About the Author:
ALAN SCHWARZ is the senior writer of Baseball America magazine, the host of "Baseball Today" on ESPN.com, and a regular contributor to the New York Times. His first book, The Numbers Game, was ESPNs 2004 Baseball Book of the Year. He is a frequent on-air guest analyst for ESPN, National Public Radios Talk of the Nation, and MSNBC.
Excerpt. © Reprinted by permission. All rights reserved.:
Introduction
The best part of being a baseball writer isn’t writing. It’s listening.
Any day I want, I can go to any ballpark, walk into the clubhouse, and talk with superstar and scrub alike about the games, the personalities, and the moments that all of us love to relive. Not just fans and writers. I’ve found that even though players are out there on the field performing, a part of them like Tom Sawyer is up in the balcony watching, appreciating the small role they’re playing in the timeline of this wonderful sport. Listen carefully and you’ll hear that they’re fans, too.
This book is designed to let you pull up a chair with us and with every turn of the page listen in as some of baseball’s greatest names recall their most personal memories. You’ll hear Ernie Banks describe the first time he was moved to say, Let’s play two!” Roger Clemens remembers how he beat a traffic jam to strike out 20 Seattle Mariners one night in 1986. Gaylord Perry takes us back to the first game he won with a spitball, and Derek Jeter remembers the moment he realized he wanted to be a big-league ballplayer. How did Cal Ripken feel when he was just a struggling rookie? What was going through Bobby Thomson’s mind before he hit the Shot Heard ’Round the World? What was it like for Terry Francona to be Michael Jordan’s baseball manager?

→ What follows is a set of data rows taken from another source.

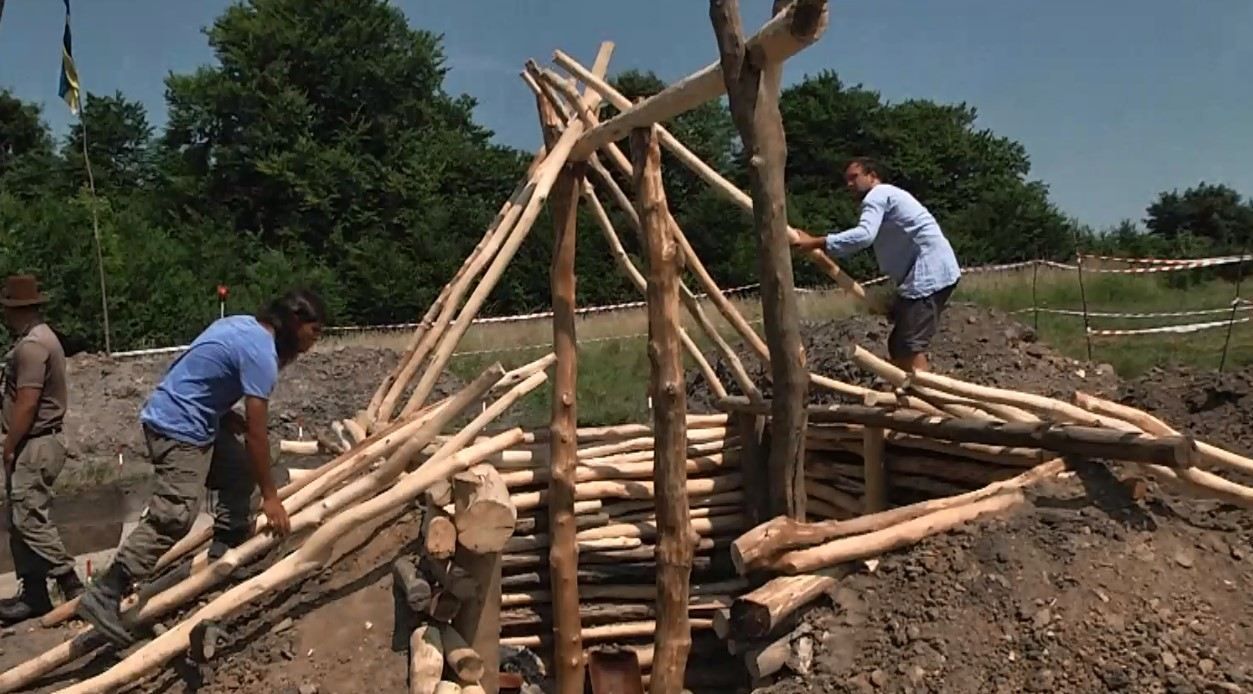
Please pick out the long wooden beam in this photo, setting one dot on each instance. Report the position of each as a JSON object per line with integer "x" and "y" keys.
{"x": 1132, "y": 446}
{"x": 716, "y": 181}
{"x": 781, "y": 38}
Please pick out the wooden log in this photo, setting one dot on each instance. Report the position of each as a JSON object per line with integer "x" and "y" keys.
{"x": 311, "y": 556}
{"x": 450, "y": 576}
{"x": 875, "y": 471}
{"x": 564, "y": 553}
{"x": 589, "y": 471}
{"x": 409, "y": 361}
{"x": 484, "y": 516}
{"x": 673, "y": 529}
{"x": 439, "y": 533}
{"x": 697, "y": 589}
{"x": 873, "y": 544}
{"x": 786, "y": 34}
{"x": 462, "y": 660}
{"x": 545, "y": 177}
{"x": 632, "y": 272}
{"x": 753, "y": 460}
{"x": 728, "y": 355}
{"x": 603, "y": 633}
{"x": 425, "y": 659}
{"x": 757, "y": 614}
{"x": 1195, "y": 481}
{"x": 796, "y": 647}
{"x": 411, "y": 586}
{"x": 753, "y": 90}
{"x": 538, "y": 524}
{"x": 1086, "y": 441}
{"x": 777, "y": 535}
{"x": 613, "y": 489}
{"x": 706, "y": 172}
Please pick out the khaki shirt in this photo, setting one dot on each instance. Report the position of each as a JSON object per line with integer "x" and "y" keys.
{"x": 36, "y": 361}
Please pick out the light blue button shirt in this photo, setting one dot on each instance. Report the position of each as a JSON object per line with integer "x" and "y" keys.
{"x": 907, "y": 241}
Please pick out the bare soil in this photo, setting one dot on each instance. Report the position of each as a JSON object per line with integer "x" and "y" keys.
{"x": 1086, "y": 588}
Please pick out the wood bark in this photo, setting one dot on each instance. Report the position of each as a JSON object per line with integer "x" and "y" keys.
{"x": 315, "y": 553}
{"x": 545, "y": 176}
{"x": 484, "y": 517}
{"x": 757, "y": 614}
{"x": 632, "y": 272}
{"x": 752, "y": 83}
{"x": 425, "y": 659}
{"x": 777, "y": 535}
{"x": 439, "y": 533}
{"x": 786, "y": 34}
{"x": 464, "y": 660}
{"x": 674, "y": 553}
{"x": 873, "y": 544}
{"x": 704, "y": 170}
{"x": 564, "y": 554}
{"x": 1086, "y": 441}
{"x": 875, "y": 471}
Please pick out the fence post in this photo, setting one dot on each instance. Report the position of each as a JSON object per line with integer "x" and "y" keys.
{"x": 1236, "y": 307}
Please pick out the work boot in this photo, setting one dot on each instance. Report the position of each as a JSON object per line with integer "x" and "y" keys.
{"x": 224, "y": 540}
{"x": 70, "y": 585}
{"x": 100, "y": 605}
{"x": 30, "y": 601}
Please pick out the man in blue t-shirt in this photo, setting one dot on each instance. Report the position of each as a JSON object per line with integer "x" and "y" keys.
{"x": 191, "y": 430}
{"x": 910, "y": 248}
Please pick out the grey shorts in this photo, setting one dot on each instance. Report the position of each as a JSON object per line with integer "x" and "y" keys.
{"x": 915, "y": 322}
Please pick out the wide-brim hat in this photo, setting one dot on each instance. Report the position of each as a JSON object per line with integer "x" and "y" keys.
{"x": 21, "y": 290}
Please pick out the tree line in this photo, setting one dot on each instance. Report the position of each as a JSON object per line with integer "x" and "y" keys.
{"x": 336, "y": 158}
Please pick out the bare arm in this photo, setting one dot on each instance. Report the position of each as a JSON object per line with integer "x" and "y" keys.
{"x": 257, "y": 444}
{"x": 24, "y": 407}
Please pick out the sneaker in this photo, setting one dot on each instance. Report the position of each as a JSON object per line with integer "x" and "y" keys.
{"x": 100, "y": 605}
{"x": 30, "y": 601}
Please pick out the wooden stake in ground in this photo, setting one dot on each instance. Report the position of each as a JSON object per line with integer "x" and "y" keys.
{"x": 673, "y": 637}
{"x": 753, "y": 89}
{"x": 563, "y": 553}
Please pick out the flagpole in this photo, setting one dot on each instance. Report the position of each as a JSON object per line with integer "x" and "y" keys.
{"x": 95, "y": 232}
{"x": 70, "y": 85}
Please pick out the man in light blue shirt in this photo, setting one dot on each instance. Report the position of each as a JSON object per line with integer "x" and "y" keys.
{"x": 191, "y": 431}
{"x": 911, "y": 251}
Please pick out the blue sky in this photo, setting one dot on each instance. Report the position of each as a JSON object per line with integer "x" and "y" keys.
{"x": 1114, "y": 100}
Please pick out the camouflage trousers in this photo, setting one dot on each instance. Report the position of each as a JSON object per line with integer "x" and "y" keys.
{"x": 34, "y": 540}
{"x": 183, "y": 471}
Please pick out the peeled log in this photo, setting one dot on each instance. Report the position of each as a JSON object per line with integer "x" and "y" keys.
{"x": 460, "y": 657}
{"x": 756, "y": 614}
{"x": 425, "y": 659}
{"x": 873, "y": 544}
{"x": 782, "y": 534}
{"x": 484, "y": 517}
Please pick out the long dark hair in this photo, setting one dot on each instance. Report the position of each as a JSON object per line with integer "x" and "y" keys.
{"x": 286, "y": 315}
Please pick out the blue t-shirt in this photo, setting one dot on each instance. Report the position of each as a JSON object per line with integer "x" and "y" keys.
{"x": 232, "y": 358}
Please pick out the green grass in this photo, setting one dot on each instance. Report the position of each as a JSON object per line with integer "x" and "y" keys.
{"x": 614, "y": 368}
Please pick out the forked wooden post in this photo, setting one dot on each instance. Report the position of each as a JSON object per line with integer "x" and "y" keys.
{"x": 753, "y": 90}
{"x": 563, "y": 551}
{"x": 674, "y": 551}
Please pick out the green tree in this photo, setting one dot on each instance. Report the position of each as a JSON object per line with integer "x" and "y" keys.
{"x": 1204, "y": 218}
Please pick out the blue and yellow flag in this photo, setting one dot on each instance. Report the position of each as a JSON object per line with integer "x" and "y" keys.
{"x": 69, "y": 89}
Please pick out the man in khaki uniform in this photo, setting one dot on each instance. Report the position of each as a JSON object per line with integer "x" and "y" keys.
{"x": 34, "y": 451}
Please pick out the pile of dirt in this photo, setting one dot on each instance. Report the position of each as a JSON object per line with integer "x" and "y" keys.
{"x": 975, "y": 343}
{"x": 1085, "y": 588}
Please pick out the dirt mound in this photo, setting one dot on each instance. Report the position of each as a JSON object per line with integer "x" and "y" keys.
{"x": 107, "y": 395}
{"x": 975, "y": 343}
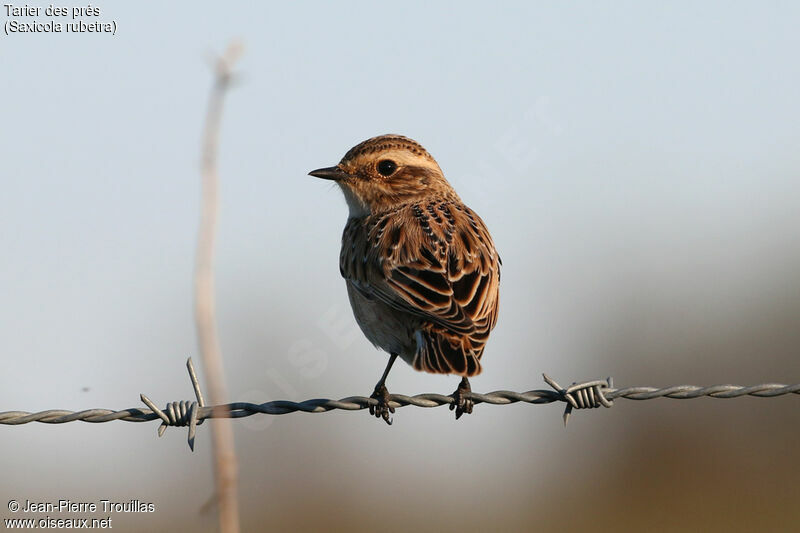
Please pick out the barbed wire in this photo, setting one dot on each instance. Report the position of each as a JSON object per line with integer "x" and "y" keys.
{"x": 582, "y": 395}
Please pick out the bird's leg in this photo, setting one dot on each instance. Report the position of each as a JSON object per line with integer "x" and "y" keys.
{"x": 381, "y": 394}
{"x": 462, "y": 402}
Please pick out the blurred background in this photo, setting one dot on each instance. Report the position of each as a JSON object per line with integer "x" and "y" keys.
{"x": 637, "y": 164}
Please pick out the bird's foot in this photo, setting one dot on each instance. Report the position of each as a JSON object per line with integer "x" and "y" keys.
{"x": 462, "y": 401}
{"x": 383, "y": 409}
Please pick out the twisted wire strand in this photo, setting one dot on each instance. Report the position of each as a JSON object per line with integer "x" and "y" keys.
{"x": 583, "y": 395}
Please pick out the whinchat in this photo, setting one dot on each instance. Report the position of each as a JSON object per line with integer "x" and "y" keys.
{"x": 421, "y": 269}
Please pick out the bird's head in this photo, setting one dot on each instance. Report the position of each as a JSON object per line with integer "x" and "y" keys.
{"x": 383, "y": 172}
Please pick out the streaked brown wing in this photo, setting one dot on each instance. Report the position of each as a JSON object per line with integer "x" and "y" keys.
{"x": 434, "y": 260}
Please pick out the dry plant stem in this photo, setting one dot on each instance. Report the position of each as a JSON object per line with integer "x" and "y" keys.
{"x": 225, "y": 464}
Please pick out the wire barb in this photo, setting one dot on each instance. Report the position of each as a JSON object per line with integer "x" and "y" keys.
{"x": 182, "y": 413}
{"x": 585, "y": 395}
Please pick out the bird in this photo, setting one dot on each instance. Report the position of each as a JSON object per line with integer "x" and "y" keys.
{"x": 421, "y": 269}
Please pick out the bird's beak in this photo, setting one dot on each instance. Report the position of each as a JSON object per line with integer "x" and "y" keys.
{"x": 330, "y": 173}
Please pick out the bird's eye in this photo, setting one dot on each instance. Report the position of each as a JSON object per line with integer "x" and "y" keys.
{"x": 387, "y": 167}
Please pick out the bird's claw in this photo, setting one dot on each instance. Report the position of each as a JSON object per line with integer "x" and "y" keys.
{"x": 462, "y": 401}
{"x": 383, "y": 409}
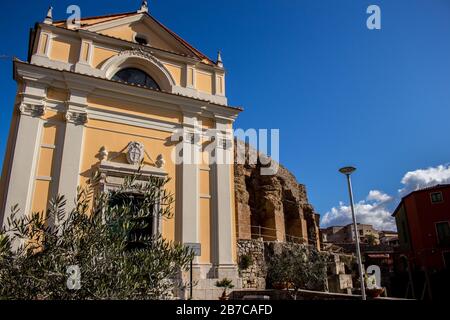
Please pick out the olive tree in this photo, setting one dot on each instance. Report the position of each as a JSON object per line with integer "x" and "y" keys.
{"x": 295, "y": 266}
{"x": 99, "y": 250}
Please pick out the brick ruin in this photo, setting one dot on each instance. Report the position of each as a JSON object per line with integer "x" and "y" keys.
{"x": 272, "y": 207}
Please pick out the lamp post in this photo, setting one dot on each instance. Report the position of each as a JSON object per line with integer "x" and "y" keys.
{"x": 348, "y": 171}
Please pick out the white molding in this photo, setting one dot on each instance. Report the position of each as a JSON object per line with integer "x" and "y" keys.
{"x": 123, "y": 118}
{"x": 123, "y": 169}
{"x": 44, "y": 178}
{"x": 141, "y": 59}
{"x": 115, "y": 23}
{"x": 125, "y": 92}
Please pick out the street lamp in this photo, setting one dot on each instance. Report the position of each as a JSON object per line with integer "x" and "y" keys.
{"x": 348, "y": 171}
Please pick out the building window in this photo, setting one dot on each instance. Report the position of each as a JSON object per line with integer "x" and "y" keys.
{"x": 436, "y": 197}
{"x": 142, "y": 40}
{"x": 446, "y": 256}
{"x": 443, "y": 233}
{"x": 142, "y": 222}
{"x": 136, "y": 76}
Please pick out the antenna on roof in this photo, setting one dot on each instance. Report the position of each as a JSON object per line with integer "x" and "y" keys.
{"x": 219, "y": 59}
{"x": 144, "y": 7}
{"x": 49, "y": 18}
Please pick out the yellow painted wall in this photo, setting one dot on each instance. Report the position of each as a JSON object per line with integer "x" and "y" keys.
{"x": 43, "y": 43}
{"x": 115, "y": 137}
{"x": 100, "y": 55}
{"x": 175, "y": 72}
{"x": 41, "y": 196}
{"x": 135, "y": 109}
{"x": 205, "y": 230}
{"x": 190, "y": 77}
{"x": 154, "y": 39}
{"x": 220, "y": 85}
{"x": 85, "y": 51}
{"x": 65, "y": 50}
{"x": 203, "y": 82}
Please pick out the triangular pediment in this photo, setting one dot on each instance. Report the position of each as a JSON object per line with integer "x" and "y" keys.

Some of the best memories are from nonplayers Kevin Costner describes the making of Bull Durham and Field of Dreams, and Charles Schulz, the late Peanuts cartoonist, shares why poor ol’ Charlie Brown keeps losing games 40 0. George H.W. Bush takes us back to the day he shook hands with Babe Ruth. Every one of these vignettes comes from a personal interview with me except a few, from long-deceased players, which come straight from old, long-forgotten articles I unearthed. Babe Ruth on his first home run as a 6-year-old? Casey Stengel on his first day in the big leagues? Those are simply too much fun to leave out.
From Yogi Berra to Curt Schilling, Nolan Ryan to Pedro Martinez, you should feel as if you’re right there with me, listening to one great baseball storyteller after another. It’s one big Ozzie Smith backflip. Speaking of which, turn to page 132.